Agora fico andando com esse sonho estrangulado, de pescoço quebrado e pernas se arrastando. Carrego a esperança morta como uma espécie de véu de noiva, só que roto e amarelado. Uma desolação.
Meu coração, coitado, está encolhido feito caroço na uva: com medos de ser devorado. Pois a semente quer logo se lançar na terra e dispensa passeios no ventre dos comilões.
Mas eis a injustiça do mundo. Deram uma mordida onde eu estava e fui carregada, toda envolta de polpa. E tendo minha germinação adiada fiquei lá, ensebada na espera. Ouvindo o tempo. Contando ventos. Cheia de vontade de nascer. Mas não, tragaram-me sem querer. E aqui sou inútil, uma pedrinha, um incômodo bah! Um deslise paf! Mas se me derem um solo, hm...um solo para me cobrir: eu viro toda árvore, sou toda fruto e alimento um mundo inteiro.

25.5.10

Sideral

- Estou enfrentando um problema grave, meu senhor.
- Qual probrema, minha filha?
- Ando sofrendo de nervos.
- Nervosa?
- Um pouco. É que toda vez que olho para céu fico com ganas de ser planeta.
- Mas que tipo de planeuta?
- Planeta do tipo normal.
- Com anéis ou sem?
- Sem. Por quê?
- Pra saber.
- Ah...
- É brabo.
- E o senhor acha que é grave o meu caso?
- Isso eu não tenho como informar, senhorita.
- E se fosse com anéis?
- Como?
- Com anéis do tipo rodado mesmo, com poeiras cósmicas...
- Também não ia saber.
- Ah...
- Ô só, agora se fosse...
- ...se fosse???
- ...se fosse bicicleuta eu bem que sabia.
- E saberia como?
- Ué, sabência daquelas que a gente nasce cheio.

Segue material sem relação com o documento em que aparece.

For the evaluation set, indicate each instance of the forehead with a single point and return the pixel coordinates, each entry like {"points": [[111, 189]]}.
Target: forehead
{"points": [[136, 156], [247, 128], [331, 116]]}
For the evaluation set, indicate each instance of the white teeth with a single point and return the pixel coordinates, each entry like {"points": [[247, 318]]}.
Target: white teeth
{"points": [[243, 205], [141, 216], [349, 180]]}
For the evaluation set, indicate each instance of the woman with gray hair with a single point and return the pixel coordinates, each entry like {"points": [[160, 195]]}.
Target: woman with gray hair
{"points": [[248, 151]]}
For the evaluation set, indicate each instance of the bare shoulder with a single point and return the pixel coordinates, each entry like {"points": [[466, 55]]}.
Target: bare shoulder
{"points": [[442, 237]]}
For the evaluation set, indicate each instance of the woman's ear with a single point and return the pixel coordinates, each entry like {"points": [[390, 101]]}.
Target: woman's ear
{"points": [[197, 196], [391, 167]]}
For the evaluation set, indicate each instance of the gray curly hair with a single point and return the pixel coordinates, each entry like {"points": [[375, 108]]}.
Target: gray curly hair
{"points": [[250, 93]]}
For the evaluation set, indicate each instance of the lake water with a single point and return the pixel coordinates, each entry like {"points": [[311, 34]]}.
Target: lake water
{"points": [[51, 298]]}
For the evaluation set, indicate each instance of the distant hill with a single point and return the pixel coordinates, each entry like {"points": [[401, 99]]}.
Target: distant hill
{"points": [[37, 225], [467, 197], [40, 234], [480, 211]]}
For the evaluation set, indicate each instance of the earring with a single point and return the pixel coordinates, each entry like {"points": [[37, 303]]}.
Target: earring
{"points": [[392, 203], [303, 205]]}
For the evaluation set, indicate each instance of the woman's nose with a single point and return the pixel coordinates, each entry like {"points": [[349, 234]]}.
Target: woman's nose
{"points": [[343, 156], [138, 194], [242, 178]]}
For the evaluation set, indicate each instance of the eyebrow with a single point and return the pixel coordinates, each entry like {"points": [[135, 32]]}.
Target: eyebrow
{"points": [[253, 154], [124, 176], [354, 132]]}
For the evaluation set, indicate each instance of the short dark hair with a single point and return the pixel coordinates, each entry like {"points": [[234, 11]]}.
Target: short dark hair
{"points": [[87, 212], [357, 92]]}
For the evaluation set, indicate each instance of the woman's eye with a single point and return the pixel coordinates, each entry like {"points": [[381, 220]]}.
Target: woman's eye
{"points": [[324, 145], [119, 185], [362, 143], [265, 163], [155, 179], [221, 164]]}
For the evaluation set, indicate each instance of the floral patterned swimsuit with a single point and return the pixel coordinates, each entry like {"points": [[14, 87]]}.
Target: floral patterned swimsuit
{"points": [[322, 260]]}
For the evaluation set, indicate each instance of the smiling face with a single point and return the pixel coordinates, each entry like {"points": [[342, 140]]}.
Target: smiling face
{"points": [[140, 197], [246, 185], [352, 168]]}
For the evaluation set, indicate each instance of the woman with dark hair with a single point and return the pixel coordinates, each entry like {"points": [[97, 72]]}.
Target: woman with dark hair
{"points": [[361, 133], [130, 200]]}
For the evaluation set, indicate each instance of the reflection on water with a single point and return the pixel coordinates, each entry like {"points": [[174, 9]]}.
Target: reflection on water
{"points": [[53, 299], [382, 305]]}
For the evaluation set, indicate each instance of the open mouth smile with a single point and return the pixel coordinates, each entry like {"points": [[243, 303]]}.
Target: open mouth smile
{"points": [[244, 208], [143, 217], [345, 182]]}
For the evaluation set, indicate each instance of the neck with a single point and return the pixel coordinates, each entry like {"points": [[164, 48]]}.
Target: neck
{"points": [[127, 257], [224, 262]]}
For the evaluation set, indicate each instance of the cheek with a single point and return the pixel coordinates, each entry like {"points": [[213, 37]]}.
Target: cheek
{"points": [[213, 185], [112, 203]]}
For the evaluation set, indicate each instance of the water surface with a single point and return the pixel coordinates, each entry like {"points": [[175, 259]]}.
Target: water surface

Um ônibus passou e eles ficaram inertes no tempo. Como nada mais acontecia, ele resolveu confessar:

-Já quis ser bicicreta. Vermelha com os aro tudo de alumínu, banco preto com capinha macia. Mas é que eu que não queria ter garupa e nem buzina.
- Por quê?
- Porque barulho bagunça o silêncio. E garupa enfarda a gente, moça.
- Eu queria ser planeta.
- É, a senhorita disse inda pouco. Deve de gostar dos universos das galáxias dos cosmos do mundão a fora, né? Mas, sem querer ser intrometido, ia de sê planeta vazio ou com gente de três olho, quatro braço?
- Só pensei em ser planeta mesmo.
- Então é por isso que sofre dos nervo.
- Por quê?
- Oxi, por quê?! Fica prendendo os imaginário tudo dentro da cabeça, não fica dando nem idéia pros pensamento de modo de que eles ficam se empurrando lá dentro das mente tudo sem saber que tipo de planeta vai ser.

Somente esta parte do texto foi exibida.